The Sonata is a massive work of three movements. It is
dedicated to the Australian virtuoso Ernest Hutcheson (d.1951)
and consists of a lengthy Moderato un poco maestoso,
followed by an Andante Pensieroso and finally an Allegro
ma non troppo. This is where pianist Young really comes
into his own with some powerful, yet also delicate and highly
sensitive playing. It is an epic work in the full-blooded late-romantic
style but showing some influences including Debussy - whose
‘Preludes’ Boyle had premiered in America - and
Liszt in its drama and harmony. Apparently Boyle was renown
as a great player of the extraordinary B minor Sonata. Boyle’s
is an insiders’ piece. By that I mean a pianist’s
sonata as it includes some effects that only a strong pianist
could have realised. The first movement lasts longer than the
other two put together, and at times it does ramble. It contains
all of the motifs and themes found elsewhere and is a cyclic
sonata. It’s worth getting to know the opening two subjects
of the sonata form 1st movement fairly thoroughly.

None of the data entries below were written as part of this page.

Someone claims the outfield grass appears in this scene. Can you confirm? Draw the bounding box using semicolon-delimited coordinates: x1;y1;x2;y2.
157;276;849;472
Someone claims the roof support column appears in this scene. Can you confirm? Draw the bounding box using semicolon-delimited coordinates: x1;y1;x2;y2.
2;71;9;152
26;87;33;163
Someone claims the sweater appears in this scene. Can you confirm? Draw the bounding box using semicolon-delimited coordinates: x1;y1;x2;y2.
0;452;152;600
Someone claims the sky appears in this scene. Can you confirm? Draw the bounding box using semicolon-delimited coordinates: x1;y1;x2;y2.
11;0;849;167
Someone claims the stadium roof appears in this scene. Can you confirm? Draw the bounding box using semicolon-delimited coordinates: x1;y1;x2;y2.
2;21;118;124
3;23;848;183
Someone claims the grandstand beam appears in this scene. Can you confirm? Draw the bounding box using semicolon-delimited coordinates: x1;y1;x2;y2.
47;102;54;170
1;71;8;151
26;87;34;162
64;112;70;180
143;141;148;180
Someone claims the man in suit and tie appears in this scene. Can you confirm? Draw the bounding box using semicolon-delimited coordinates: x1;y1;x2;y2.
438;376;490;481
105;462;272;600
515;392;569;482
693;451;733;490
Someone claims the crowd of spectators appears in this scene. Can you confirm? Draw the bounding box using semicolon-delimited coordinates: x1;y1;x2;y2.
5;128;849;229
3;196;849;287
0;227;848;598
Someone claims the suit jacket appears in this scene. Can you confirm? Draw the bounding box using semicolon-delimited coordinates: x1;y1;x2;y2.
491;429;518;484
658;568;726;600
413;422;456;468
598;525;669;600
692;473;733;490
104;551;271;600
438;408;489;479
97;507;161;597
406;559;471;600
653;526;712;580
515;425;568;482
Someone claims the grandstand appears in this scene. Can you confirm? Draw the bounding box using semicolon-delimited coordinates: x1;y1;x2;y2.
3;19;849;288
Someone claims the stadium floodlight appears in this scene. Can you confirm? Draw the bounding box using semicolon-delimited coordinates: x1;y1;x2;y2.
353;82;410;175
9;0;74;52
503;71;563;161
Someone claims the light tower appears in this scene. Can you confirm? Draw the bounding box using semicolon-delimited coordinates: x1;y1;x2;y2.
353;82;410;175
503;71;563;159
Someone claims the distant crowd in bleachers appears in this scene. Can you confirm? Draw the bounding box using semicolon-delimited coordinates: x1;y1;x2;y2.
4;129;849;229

The “world-weary” second movement as, Young describes
it, is in a clear ternary form. This leads into a “dance-like
finale in B minor” (yes, that key again) which after a
few, contrasting dreamy sections, culminates in “an exciting
coda” which “brings the work to a convincing conclusion
with the Maestoso theme (of the first movement) “entirely
transformed”.
I couldn’t help but wonder how a composer of such astonishingly
difficult music as the above would handle music with such a
simple title as Five Piano Pieces and sections entitled
Summer, Valsette, Minuet. The fact that
these are dedicated to each of five talented pupils, one including
Muriel Sprague, means that they are of varying difficulty. These
are not the sorts of pieces you would find even for Grade VIII!
Whilst listening to the first, Summer I was gazing out
onto a rare (for this summer) azure blue sky above my garden
with not a breath of wind. I found this really impressionist
score completely apt and enticingly lovely. The Valsette
is charm itself, the Improvisation harmonically quite
probing and free. The Minuet is delightfully dreamy but
the final Songs of the Cascade, which is the most virtuosic,
is a water fountain of thousands of notes creating a wonderland
of rose-garden colours.
This piece and the CD as a whole have made me realise that Australians
are even worse than we British at keeping their ‘lights
under bushels’. It’s astonishing to think that for
almost all of us this music will be utterly unknown and that
these are world premiere recordings. The disc is glamorously
presented in its cardboard case on firm and glossy paper with
photographs of the composer and performer and two useful essays
as well as a list of all of the benefactors to the CD company!
The recording is superb and the performances miraculous, clear
and a credit to the composer and to all concerned with the project.